Calendra, Part #37: Idea of An Old Friend

Design Journal - Calendra

❖ Version History ❖

16th of August 2022
This story… goes back to one of the most critical moments in my decision to begin striving toward professional life as a game designer, and it is also one of the most incredible tales of my life to date. So… circa three years ago (almost to the day) I myself had funded an amazing Kickstarter: Terese Neilsen’s ‘Tokens of Spirit’ Campaign. This crowdfunding project was to get one of the most famous artists in all of Magic The Gathering history to develop her own deck of token cards to be used with the game.

At the time, I thought it was a bit crazy… but I decided to fund this project at the absolute max level, because the top tier reward was to spend a weekend in Terese’s home with her Kickstarter team, showing the final pieces of the artwork as they were being developed for the printing press before the project was done.

Playing Magic with Terese Neilsen & her Kickstarter Team / Backers in Nevada

It was not only one of the most magical things that has ever happened to me, it was one of the best networking opportunities I have experienced in game design. I got the chance to meet one of my favorite artists, and a wealth of other people who just orchestrated one of the more successful kickstarter projects of all time under the gaming category ($300,000+).

As I was getting to the point where I was finally building our Kickstarter page for Calendra, I had a moment of deeply reminiscing on this day… and I decided to reach out to this group of people for a bit of last minute questioning about what I should be considering for our campaign. I was just trying to get some ideas about how to get everything to be perfect & ask some questions, but I ended up having a far more important chat than even I had anticipated.

Neilsen had responded to my email personally and gave me the contact information for her kickstarter coordinator: Josh Krause, telling me that I need to have a chat with him and see what he thinks about my setup. Of course, I promptly did this and began having a great chat about design.

One of the most important things that Josh is up to in the game design world is building these absolutely beautiful tabletop play mats for card games like Magic the Gathering. He told me about his process for these and where he goes to get his designs printed. There were many suggestions about the campaign as well, talking about the importance of the BGG community, and how else I might begin to prepare for the Kickstarter. Looking in to his suggestions, I found great inspiration for a simple, but beautiful product to include in the Calendra suite: the 10″x16″ play mat.

Why is this so important? Well, Calendra is an interesting game in that, it will never take up more table space than two cards tall and six cards wide per player. As you can see in this photograph… though it is a bit tight on the measurements, this is exactly the shape and scale needed for the play mat:

Prototyping a measurement of what the needs of a Calendra Play Mat might look like.

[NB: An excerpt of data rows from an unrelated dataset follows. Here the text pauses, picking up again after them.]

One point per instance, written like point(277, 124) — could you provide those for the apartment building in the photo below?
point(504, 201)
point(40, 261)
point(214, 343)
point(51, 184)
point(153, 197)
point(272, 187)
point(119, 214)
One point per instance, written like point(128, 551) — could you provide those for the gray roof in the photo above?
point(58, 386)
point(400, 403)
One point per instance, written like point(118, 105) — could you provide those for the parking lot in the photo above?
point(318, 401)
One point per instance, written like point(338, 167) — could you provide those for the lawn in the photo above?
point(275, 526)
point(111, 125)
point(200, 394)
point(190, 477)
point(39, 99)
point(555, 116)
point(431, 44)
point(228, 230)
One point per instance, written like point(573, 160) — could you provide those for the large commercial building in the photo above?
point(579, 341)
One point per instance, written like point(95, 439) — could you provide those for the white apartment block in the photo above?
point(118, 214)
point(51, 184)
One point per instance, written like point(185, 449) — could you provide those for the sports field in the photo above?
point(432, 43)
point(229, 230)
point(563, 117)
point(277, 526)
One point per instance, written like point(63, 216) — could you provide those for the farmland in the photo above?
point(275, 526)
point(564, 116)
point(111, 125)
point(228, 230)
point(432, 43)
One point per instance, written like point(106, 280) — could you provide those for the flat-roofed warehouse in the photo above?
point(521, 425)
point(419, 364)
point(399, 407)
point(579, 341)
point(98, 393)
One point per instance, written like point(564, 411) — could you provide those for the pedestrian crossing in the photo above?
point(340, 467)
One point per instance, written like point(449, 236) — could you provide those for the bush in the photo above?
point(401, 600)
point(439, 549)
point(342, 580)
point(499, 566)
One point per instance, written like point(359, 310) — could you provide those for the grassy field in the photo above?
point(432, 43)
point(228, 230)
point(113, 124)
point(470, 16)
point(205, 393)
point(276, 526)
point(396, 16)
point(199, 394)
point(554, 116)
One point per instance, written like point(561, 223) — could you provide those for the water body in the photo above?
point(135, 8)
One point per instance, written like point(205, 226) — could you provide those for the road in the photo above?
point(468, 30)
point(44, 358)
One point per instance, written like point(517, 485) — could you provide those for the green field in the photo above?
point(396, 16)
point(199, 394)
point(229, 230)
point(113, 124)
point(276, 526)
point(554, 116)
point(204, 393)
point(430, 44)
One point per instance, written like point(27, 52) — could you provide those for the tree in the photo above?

I thanked Josh & Terese profusely for having this conversation with me and I immediately got on the grind. I suddenly felt like designing a good play mat for Calendra was one of the most necessary tasks I could put my mind to, but with how late in the summer this conversation started, I had almost no time to even get a product made before launching the Calendra Kickstarter… even as of the writing of this journal entry, there are only about 4 weeks before the launch timeline was to commence. But a magical item was to be made, and so for this night I did not sleep as I frantically threw this together:

The Very First Edition of the Ferric Play Mat

Though it is definitely a bit below my standards of art and design, I was quite happy with this initial idea for what the mat should conceptually look like. And, to be honest, I am not even sure if the dimensions behind this idea are even going to work. The measurements are so tight and so close that I am pretty convinced that (while I really really really want it to work) I am expecting the size to not be functionally large enough for what we need to hold playing cards AND look good.

To give a sense of how concerned I am about this, take a look at the proximity of our trim lines in the Inked Gaming Web Editor:

Wooof. It is probably like 25% of a millimeter off on how tight these measurements are!

While I am deeply intimidated about this idea working, as I mentioned above, I was set to the task and desperate to get answers. So I put in an order for these with super expensive high speed shipping and got to crossing my fingers for two weeks.

Luckily I was on vacation in Maine for a good portion of this time. By the time I had come home from my travels the mats and arrived… and against every single expectation I have ever had in my design of things, these measurements were truly the most perfect thing I have ever created on the first try. They hold the cards EXACTLY. Like… it was as if the game was designed for these measurements from the start.

I am so thrilled for this outcome I can’t even express myself properly. I am daunted now with another quite large design project on an incredibly rushed timeline, but this is one of the coolest assets that Calendra could possibly get before our crowdfunding experience, and I am all the more inspired and excited to get these to the people! But. We need mats in five different colors, and we need them to look a bit nicer than this in the final design, so back to the drawing board (literally) for me for now!